3. Now I change to > 0.0001 and click cyan. That produces warming trends.
4. Finally I limit to 50+ years. I unset the radio button for trend, set it for duration, and set that to <50. Then I press invisible.

1. Hi Nick,

You said the overall influence of adjustments was 0.17C per century. How does that influence from adjustments compare to the overall trend per century without any adjustments? If the overall trend is positive without adjustments, then that would seem to place a lower bound on the extent of actual warming, acceptable to all.

Is there any reason (a priori) to expect the net of adjustments over all of Australia to be on average in one direction rather than the other? (eg. conscious re-siting to locations with reduced UHI effects, or replacement of older instrumentation with newer, or routine re-siting of stations to airports, etc.) Unless there is an identifiable underlying cause (or causes), someone might reasonably expect the adjustments to average very close to zero.

Steve Fitzpatrick

1. Steve
"Is there any reason (a priori) to expect the net of adjustments over all of Australia to be on average in one direction rather than the other?"
What is normally cited is the tendency of locations to move out of mid-town, often to airports. There is also change to MMTS. ROW doesn't have an explicit TOBS adjustment, because it isn't documented, and probably didn't happen nearly as much. But to the extent it did, it will show up in homogenisation. I look at some of that here.

2. Steve Fitzpatrick, yes there are many sources that may make the trend smaller. You do not hear much about them on the blogs and also scientists did not study them much, because they were mostly interested in detection of climate change and thus in the lower limit.

A better explanation of these cooling biases is high on my list of upcoming posts, but here are some as key words: Old quicksilver thermometers could not measure below -39°C (freeze) modern alcohol ones can (not the biggest problem in Australia I guess :-) ), relocations of urban stations to (irrigated) suburban areas or (irrigated) rural areas or airports largely outside of the UHI (this causes a bias as many stations started within the UHI), more in general in Austria (not Australia) a deurbanisation of the network was found by Reinhard Böhm (possibly because with the interest in climate change, accurate measurements became more important; the interest in climate change may also have improved painting & cleaning schedules), irrigation may also lead to cooling biases for rural stations, there have been changes in the shelters that protect the instrument from the sun and heat radiation from the soil (generally this protection has improved (measurements in the 19th century were warm biased) and the error may also been decrease due to the introduction of mechanically ventilated automatic weather stations).

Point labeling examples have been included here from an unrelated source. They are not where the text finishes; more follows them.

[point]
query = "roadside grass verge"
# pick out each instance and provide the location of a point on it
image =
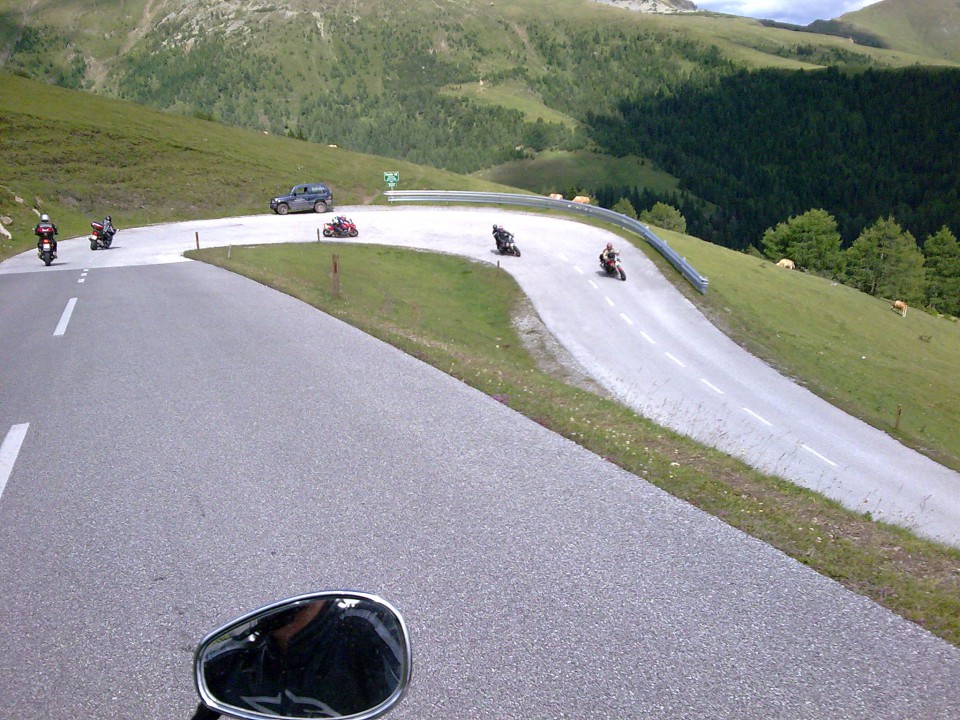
(900, 374)
(459, 316)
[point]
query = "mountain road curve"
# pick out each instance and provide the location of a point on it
(642, 340)
(179, 444)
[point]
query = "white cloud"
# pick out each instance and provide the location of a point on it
(800, 13)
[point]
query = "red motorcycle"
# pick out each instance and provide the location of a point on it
(46, 245)
(340, 226)
(98, 238)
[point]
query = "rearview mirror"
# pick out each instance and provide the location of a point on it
(336, 654)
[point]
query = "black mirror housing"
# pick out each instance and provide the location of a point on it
(338, 653)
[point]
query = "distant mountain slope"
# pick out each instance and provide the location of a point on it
(929, 27)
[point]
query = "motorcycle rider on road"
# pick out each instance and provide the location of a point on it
(608, 255)
(46, 228)
(108, 229)
(501, 236)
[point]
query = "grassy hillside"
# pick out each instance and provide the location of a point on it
(399, 79)
(926, 27)
(846, 346)
(79, 156)
(557, 171)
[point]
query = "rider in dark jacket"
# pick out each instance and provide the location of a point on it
(608, 255)
(501, 236)
(46, 228)
(108, 229)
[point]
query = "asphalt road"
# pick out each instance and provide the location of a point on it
(189, 445)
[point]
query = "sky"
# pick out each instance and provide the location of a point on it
(799, 12)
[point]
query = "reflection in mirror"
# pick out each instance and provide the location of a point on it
(321, 656)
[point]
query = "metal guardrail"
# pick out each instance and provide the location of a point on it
(536, 201)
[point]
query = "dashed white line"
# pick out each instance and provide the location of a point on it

The time of observation bias (TOBS) is a bias of 0.2°C in the USA; it is expected not to be a bias world wide.

For exposure improvements due to transition to Stevenson screens, relocations to suburbs there is good evidence, even if too little to quantify. For relocations to airports and deurbanisation there is some evidence. Most of the above possible sources of bias have unfortunately not been investigated and should thus be considered speculative, we cannot quantify their importance. I think it's a travesty we can't because we only had eye for the warming biases.

2. Steve---one mechanism is the moving of stations from urban to more rural locations. This produces a "saw-tooth" like modulation in the otherwise smooth temperature trend. Obviously the point you raise is a good one, because we should verify with meta-data, when available, that we understand the origin of the particular corrections that are being made.

Nick,as you know, I've become interested in the question of spatial smearing associated with the homogenization process. This is in relationship to some issues that Brandon Shollenberger originally uncovered with respect the Berkeley Earth project.

It's not completely obvious to me that this spatial smearing associated with homogenization would not also lead to a net bias in the trend too. The worry that comes to my mind is costal stations—which typically are influenced by the marine-costal boundary layer and should have lower trends than inland stations—might end up getting artificial warming. Because the area being sampled by coastal stations is very small, this might not be relevant to estimates of global mean temperature (though the specter of the smearing of Antarctic Peninsula temperatures into the Antarctic mainland comes to mind). But it certainly is something that needs to be considered, since there is an increasing focus on regional scale climate change .

1. Carrick,
"It's not completely obvious to me that this spatial smearing associated with homogenization would not also lead to a net bias in the trend too."
For this type of operation, it's not obvious what the smearing is. A jump is corrected for. You could say that neighbors contributed to the estiamte of the jump size, though that's not really the case here.

If a location is downweighted, that does in effect diffuse neighbor data.

But homogenisation is usually associated with loss of resolution anyway. Most typically regional averaging. So "smearing" just re-weights. That wouldn't necessaarily bias coastal. It probably would if you are averaging a land mass, say. I actually don't think one should overly seriously do that.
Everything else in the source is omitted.